Cameron e Obama al loro primo incontro ufficiale

Prima visita alla Casa Bianca del nuovo premier britannico David Cameron. Gli incontri con il presidente USA Barack Obama sono iniziati questa mattina e rischiano di essere travolti dal manto nero che da troppo tempo imperversa nelle acque del Golfo del Messico. La controversia sulla situazione della British Petroleum rischia di mettere a dura prova i così tanto esaltati “rapporti speciali” tra le due nazioni. Cameron è andato negli USA per parlare con Obama dell’Afghanistan o del Medio Oriente, ma i circa quattro miliardi di dollari dei costi che la marea nera sta provocando, permetteranno a questo scottante tema che da tre mesi genera preoccupazione al mondo intero di rimbalzare al primo posto dell’agenda dei colloqui.
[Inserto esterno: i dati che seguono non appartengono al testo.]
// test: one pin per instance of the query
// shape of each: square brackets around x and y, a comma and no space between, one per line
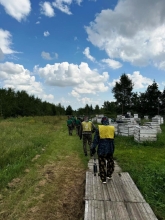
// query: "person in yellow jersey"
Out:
[86,130]
[104,139]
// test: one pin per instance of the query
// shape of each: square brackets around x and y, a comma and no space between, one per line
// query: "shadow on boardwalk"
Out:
[119,199]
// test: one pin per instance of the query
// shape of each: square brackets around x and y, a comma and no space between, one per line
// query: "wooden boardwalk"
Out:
[119,199]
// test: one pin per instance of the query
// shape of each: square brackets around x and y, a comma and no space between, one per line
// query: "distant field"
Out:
[42,169]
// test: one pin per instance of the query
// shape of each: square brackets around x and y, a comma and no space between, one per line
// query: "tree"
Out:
[153,99]
[109,109]
[69,110]
[123,92]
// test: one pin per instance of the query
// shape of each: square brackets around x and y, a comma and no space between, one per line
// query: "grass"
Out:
[42,169]
[41,165]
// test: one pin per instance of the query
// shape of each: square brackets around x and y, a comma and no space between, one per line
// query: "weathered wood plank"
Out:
[131,190]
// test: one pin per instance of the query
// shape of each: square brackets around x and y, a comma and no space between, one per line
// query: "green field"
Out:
[42,169]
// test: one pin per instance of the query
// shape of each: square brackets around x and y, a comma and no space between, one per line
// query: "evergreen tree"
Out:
[69,110]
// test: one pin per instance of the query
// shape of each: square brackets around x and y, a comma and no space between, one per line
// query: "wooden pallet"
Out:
[119,199]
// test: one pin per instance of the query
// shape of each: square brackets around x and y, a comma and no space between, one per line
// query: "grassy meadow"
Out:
[42,169]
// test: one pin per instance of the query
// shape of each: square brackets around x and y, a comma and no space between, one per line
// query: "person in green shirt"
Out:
[70,125]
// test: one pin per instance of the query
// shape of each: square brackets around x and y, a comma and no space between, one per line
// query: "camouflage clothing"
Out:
[86,130]
[78,124]
[87,139]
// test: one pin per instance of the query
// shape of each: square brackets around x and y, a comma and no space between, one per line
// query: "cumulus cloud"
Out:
[133,32]
[112,63]
[80,77]
[6,42]
[86,52]
[17,77]
[63,5]
[47,9]
[139,81]
[46,33]
[47,56]
[19,9]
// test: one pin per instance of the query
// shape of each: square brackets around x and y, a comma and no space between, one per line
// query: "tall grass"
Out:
[20,141]
[146,164]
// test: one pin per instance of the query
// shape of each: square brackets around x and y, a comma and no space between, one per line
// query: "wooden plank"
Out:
[131,189]
[140,211]
[114,188]
[86,214]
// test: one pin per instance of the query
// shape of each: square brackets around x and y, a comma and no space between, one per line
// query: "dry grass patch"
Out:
[57,193]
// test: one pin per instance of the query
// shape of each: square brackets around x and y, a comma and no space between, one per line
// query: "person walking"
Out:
[70,125]
[86,130]
[104,139]
[78,124]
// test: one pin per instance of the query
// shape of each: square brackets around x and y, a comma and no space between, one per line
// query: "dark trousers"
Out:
[106,166]
[70,129]
[87,139]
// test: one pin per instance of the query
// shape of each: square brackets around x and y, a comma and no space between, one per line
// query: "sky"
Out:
[73,52]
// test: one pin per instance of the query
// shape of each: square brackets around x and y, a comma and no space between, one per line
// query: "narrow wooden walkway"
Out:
[119,199]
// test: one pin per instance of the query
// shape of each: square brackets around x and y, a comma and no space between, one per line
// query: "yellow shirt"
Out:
[106,131]
[87,126]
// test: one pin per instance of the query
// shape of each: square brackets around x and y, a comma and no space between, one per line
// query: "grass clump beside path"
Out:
[42,170]
[145,162]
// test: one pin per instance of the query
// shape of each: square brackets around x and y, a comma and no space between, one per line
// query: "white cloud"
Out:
[89,101]
[139,81]
[86,52]
[46,33]
[112,63]
[47,56]
[18,9]
[81,78]
[17,77]
[1,55]
[78,1]
[47,9]
[133,32]
[63,5]
[6,42]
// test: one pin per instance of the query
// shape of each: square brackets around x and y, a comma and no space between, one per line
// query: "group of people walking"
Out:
[103,140]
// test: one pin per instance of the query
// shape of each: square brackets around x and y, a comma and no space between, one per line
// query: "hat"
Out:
[105,121]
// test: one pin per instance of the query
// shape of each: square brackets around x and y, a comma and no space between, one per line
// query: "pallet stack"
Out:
[154,125]
[158,119]
[145,133]
[126,129]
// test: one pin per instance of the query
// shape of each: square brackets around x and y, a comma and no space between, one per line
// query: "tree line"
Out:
[14,104]
[151,103]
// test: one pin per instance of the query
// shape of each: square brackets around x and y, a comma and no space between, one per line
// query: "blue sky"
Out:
[73,51]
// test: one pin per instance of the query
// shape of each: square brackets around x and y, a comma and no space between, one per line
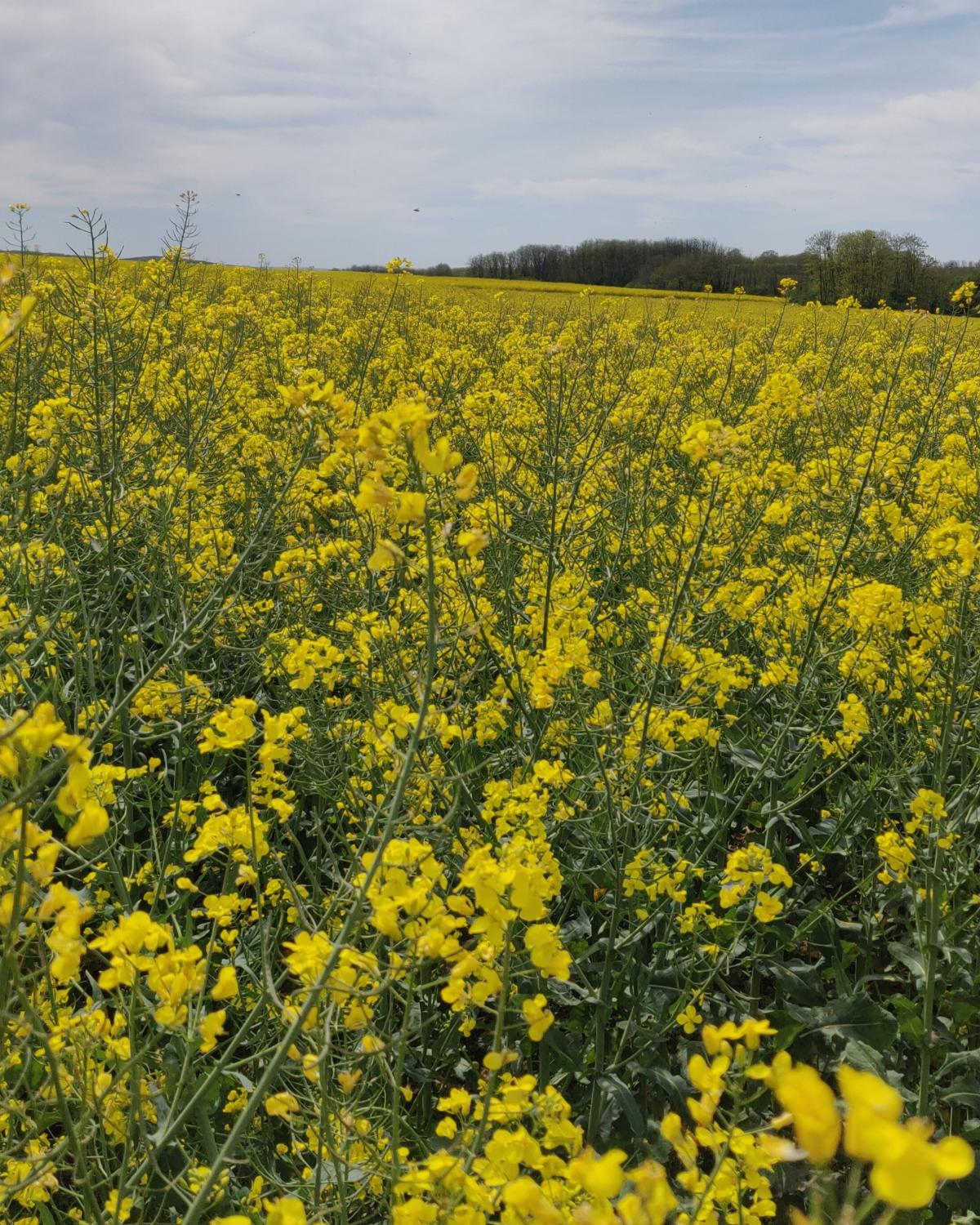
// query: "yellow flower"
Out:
[227,985]
[816,1121]
[872,1107]
[473,541]
[385,556]
[906,1173]
[599,1176]
[287,1210]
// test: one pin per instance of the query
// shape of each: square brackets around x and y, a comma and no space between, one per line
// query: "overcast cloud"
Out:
[316,127]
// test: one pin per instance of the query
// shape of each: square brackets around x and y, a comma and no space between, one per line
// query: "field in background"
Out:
[483,752]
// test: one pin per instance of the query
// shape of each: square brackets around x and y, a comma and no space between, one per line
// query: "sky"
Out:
[350,132]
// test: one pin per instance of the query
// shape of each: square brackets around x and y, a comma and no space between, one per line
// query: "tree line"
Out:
[870,266]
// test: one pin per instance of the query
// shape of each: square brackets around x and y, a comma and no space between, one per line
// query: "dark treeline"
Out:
[869,265]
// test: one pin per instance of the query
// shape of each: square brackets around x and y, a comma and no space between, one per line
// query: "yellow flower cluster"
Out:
[637,641]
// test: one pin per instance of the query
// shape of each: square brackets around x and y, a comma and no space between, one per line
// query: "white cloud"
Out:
[501,119]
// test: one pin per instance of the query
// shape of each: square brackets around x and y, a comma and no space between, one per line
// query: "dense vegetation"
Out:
[478,757]
[870,266]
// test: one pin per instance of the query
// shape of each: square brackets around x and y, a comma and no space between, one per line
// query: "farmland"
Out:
[484,751]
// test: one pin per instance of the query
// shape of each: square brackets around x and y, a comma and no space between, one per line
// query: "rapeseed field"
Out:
[477,755]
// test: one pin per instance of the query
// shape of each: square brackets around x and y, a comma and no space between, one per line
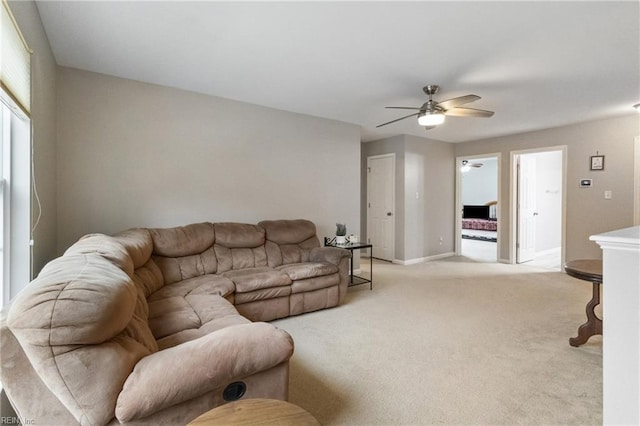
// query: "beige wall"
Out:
[135,154]
[587,212]
[43,119]
[424,190]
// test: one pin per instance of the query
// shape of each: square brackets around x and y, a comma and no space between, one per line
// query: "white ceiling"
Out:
[536,64]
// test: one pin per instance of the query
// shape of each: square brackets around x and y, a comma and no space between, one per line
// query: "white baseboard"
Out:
[423,259]
[555,250]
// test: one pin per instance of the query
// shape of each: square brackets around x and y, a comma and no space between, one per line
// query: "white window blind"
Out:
[15,60]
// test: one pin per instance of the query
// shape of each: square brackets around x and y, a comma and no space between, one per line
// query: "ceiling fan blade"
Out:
[398,119]
[454,102]
[468,112]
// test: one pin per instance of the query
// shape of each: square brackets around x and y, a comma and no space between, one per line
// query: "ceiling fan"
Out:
[432,113]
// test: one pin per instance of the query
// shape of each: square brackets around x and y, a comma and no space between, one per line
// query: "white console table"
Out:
[621,325]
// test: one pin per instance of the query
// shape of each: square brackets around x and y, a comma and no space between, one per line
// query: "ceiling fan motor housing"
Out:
[431,89]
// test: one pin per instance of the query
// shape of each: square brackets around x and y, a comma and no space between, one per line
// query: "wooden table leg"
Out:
[593,325]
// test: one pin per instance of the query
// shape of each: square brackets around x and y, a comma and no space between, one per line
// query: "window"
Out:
[15,157]
[15,197]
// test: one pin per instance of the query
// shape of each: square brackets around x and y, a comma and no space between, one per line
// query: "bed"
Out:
[480,217]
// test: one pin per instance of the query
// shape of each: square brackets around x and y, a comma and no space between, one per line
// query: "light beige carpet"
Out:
[450,342]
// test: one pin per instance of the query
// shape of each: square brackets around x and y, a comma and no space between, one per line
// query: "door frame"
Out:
[513,213]
[459,206]
[391,155]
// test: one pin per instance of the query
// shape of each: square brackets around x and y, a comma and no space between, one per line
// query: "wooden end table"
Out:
[354,279]
[256,411]
[588,270]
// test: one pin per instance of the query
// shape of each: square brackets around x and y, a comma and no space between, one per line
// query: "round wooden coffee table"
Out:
[256,411]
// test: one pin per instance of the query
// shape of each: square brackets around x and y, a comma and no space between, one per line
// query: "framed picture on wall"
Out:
[597,162]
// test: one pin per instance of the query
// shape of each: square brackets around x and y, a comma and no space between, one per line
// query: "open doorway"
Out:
[539,203]
[477,223]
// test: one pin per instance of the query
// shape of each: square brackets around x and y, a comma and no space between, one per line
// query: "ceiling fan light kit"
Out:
[432,113]
[431,119]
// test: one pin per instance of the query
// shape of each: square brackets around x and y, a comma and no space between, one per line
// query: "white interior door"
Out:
[526,209]
[381,205]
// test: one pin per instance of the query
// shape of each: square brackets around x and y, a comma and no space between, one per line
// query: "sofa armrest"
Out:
[183,372]
[333,255]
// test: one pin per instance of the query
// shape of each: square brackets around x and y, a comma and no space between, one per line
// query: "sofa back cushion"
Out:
[146,275]
[184,252]
[289,241]
[79,326]
[104,246]
[239,246]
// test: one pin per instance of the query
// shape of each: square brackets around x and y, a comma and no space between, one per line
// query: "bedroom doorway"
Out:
[538,181]
[477,207]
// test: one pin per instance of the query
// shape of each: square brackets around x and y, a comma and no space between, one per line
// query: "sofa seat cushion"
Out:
[316,283]
[262,294]
[190,315]
[251,279]
[204,284]
[301,271]
[215,314]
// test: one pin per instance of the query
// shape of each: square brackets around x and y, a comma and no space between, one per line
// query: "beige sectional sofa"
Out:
[156,326]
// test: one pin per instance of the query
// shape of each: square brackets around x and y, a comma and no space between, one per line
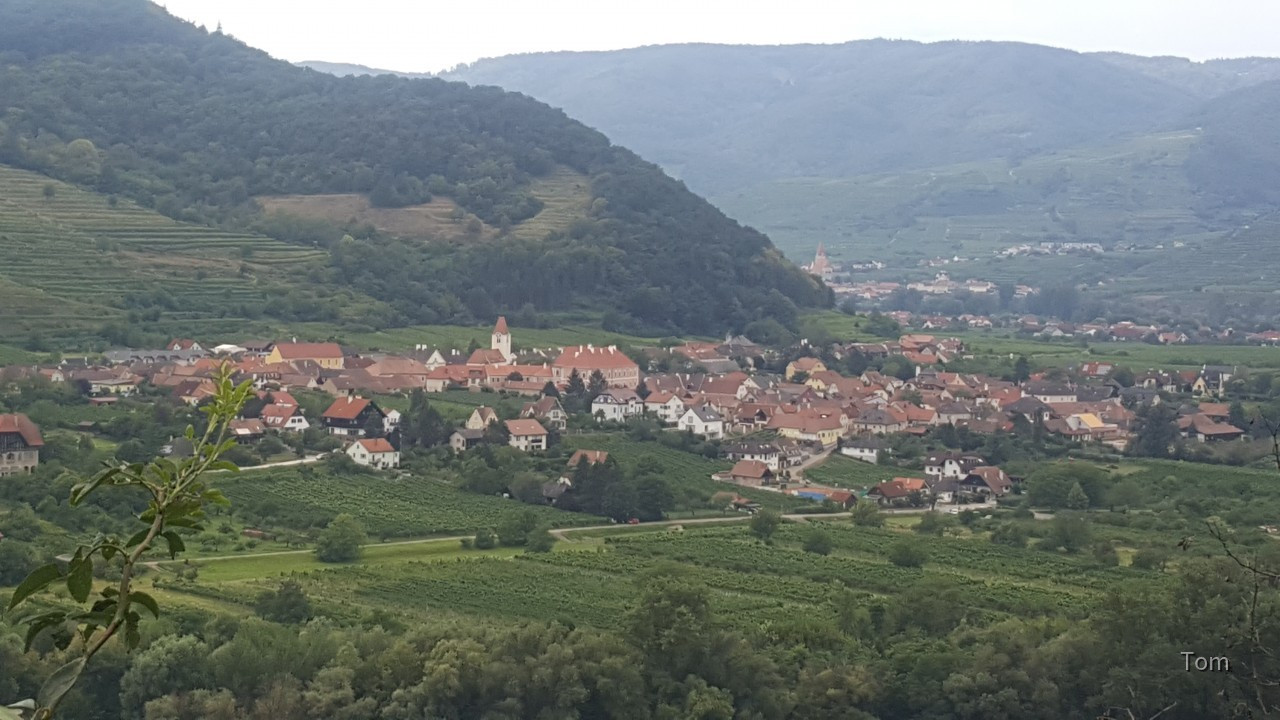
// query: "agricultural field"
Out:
[385,505]
[73,256]
[688,474]
[844,472]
Il premier inglese David Cameron

A maggior ragione per le versioni contrastanti che arrivano dalla BP e dalla Casa Bianca. Per la prima i test per l’installazione del “tappo” sulla perdita stanno andando a gonfie vele. Per la seconda, come afferma il portavoce Robert Gibbs, pare ci sia una crepa molto ampia che provoca una perdita in cima al pozzo. Poco importa chi dei due ha ragione. Quell’oro nero che per molto tempo ha dato lavoro ai cittadini degli stati che si affacciano sul Golgo del Messico, Louisiana, Alabama, Mississipi e Florida, adesso sta pesantemente condizionando le loro economie e il loro ecosistema. Tanto che per Obama e i governatori locali si apre una fase di ripensamento della politica petrolifera USA, tanto decantata in campagna elettorale. Al centro dei colloqui anche il ruolo di BP nell’inquinamento. Obama è stato chiaro: “British Petroleum è responsabile dell’accaduto e pagherà tutti i danni“. Mentre Cameron difende la compagnia britannica.

Ma anche un altro fantasma si aggira tra i colloqui alla Casa Bianca, quello della strage di Lockerbie, del 21 dicembre 1988 e che fece circa 300 vittime. Cameron, infatti, incontrerà quattro senatori USA intenti ad esprimere la loro forte indignazione per il rilascio da parte della Gran Bretagna del libico Ali Mohmet al-Megrahi, avvenuta il 20 agosto 2009, in quanto al-Megrahi fu colpito da cancro. A muovere questa decisione, secondo i senatori USA, sarebbe stata la stessa BP: il rilascio del libico avrebbe favorito un accordo tra Libia e BP di ben 13 miliardi di sterline. Conferme arriverebbero anche dal figlio del generale Gheddafi, che afferma che il mancato rilascio del libico da parte della Gran Bretagna avrebbe comportato la perdita di molti affari in Libia per le aziende britanniche. Da parte sua, però, Cameron si è sempre mostrato contrario alla decisione di liberare al-Megrahi.